Penanganan Melempem, Aktivis di Jombang Nyatakan Jombang Darurat Korupsi
- VIVA Malang (Elok Apriyanto/Jombang)
Jombang, VIVA – Tidak berjalannya penanganan tindak pidana korupsi oleh aparat penegak hukum (APH) maupun aparat pengawasan intern pemerintah (APIP) atas maraknya korupsi di tingkat Desa, membuat aktivis di Kabupaten Jombang, Jawa Timur, turun gunung.
Dengan membawa badut, dan sejumlah poster yang berisikan kalimat protes, aktivis di kota santri menggelar aksi teatrikal di bundaran ringin contong, Jombang.
"Kita aksi berkaitan dengan korupsi karena di Jombang satu pun tidak ada (kasus korupsi desa yang disidangkan), ada juga yang ngomong bahwa ini sudah memenuhi target, target yang mana," kata Joko Fattah Rochim aktivis dari Forum Rembuk Masyarakat Jombang (FRMJ), Senin, 23 Desember 2024.
Lebih lanjut ia mengatakan dari resume dan penggalian data oleh tim FRMJ, banyak sekali penyalahgunaan Dana Desa (DD) di Jombang.
"Dana desa pun seperti itu, jadi menguap semuanya. Banyak jalan (Desa) rusak semua, ini salah satu contoh. Ini dari data kita di lapangan yang kita dokumentasikan di video, mulai tahun 2021 sampai sekarang," ujarnya.

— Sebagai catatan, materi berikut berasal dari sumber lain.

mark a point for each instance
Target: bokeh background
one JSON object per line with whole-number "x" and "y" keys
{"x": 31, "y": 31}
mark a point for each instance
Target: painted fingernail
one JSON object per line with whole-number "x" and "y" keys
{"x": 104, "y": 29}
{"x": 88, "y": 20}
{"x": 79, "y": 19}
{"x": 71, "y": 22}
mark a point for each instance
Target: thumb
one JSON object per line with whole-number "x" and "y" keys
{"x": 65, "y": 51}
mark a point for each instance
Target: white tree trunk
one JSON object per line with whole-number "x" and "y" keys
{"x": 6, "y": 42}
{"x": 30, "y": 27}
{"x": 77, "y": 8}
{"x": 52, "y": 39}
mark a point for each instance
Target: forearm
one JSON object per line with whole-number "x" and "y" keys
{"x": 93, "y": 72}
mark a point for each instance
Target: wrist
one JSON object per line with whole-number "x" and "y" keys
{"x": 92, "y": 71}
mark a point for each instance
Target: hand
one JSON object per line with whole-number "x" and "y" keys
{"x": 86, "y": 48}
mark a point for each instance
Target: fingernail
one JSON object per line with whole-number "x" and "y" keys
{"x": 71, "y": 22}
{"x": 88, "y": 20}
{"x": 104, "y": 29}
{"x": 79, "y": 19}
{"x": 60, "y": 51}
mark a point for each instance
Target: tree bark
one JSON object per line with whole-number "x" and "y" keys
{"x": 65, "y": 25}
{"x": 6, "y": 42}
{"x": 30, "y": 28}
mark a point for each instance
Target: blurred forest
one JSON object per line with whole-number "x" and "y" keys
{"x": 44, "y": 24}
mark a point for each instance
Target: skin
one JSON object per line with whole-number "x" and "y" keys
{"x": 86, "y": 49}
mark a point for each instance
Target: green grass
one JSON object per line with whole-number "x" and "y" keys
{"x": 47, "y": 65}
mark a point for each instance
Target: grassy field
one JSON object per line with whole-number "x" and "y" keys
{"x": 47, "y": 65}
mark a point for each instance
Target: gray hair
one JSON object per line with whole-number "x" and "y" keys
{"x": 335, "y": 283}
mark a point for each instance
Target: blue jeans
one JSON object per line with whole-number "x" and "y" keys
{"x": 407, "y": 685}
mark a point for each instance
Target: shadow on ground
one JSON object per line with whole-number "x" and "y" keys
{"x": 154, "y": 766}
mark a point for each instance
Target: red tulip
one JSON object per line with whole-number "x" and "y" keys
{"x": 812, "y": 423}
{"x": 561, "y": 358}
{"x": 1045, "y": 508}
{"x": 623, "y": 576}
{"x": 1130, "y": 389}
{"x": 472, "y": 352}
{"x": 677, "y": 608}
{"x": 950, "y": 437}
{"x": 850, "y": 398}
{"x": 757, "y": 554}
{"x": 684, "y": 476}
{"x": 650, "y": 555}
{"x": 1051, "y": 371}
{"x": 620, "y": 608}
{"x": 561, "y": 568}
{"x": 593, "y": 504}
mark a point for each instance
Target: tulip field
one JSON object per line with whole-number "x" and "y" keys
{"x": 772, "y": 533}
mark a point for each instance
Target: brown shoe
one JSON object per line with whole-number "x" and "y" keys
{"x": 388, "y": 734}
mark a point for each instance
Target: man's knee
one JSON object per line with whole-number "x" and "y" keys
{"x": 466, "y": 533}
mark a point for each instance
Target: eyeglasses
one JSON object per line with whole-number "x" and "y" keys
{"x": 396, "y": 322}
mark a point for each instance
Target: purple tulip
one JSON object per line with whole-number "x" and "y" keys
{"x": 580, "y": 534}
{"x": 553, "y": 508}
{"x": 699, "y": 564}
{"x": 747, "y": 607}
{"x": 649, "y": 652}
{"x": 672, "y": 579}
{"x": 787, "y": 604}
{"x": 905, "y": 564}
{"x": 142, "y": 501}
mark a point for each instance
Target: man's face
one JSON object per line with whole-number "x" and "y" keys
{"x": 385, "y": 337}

Ia pun mengaku buruknya pengelolaan DD ini bersumber dari buruknya kinerja dari Dinas terkait, yang memiliki tugas sebagai verifikator.
"Jadi verifikasi di Desa itu amburadul, karena desa gak bisa verifikasi, lantaran dicoret sama dinas pemberdayaan masyarakat dan pemerintahan desa (DPMP)," tuturnya.
Karena hal inilah, para pendamping Desa yang harus melakukan verifikasi ke desa, dan hal itu dianggarkan 2 persen dari DD. "Ini menurut keterangan dari narasumber yang kita gali," katanya.
Ia pun menilai bahwa amburadulnya DD di Desa ini disebabkan oleh buruknya kinerja dari Dinas terkait.
"Yang merusak tatanan pengelolaan DD ini ya Dinas Pemberdayaan (DPMP). Salah satu contoh lembaga pemberdayaan masyarakat desa, itu pun dihilangkan jadi gak ada, padahal LPMD itu penting," ujarnya.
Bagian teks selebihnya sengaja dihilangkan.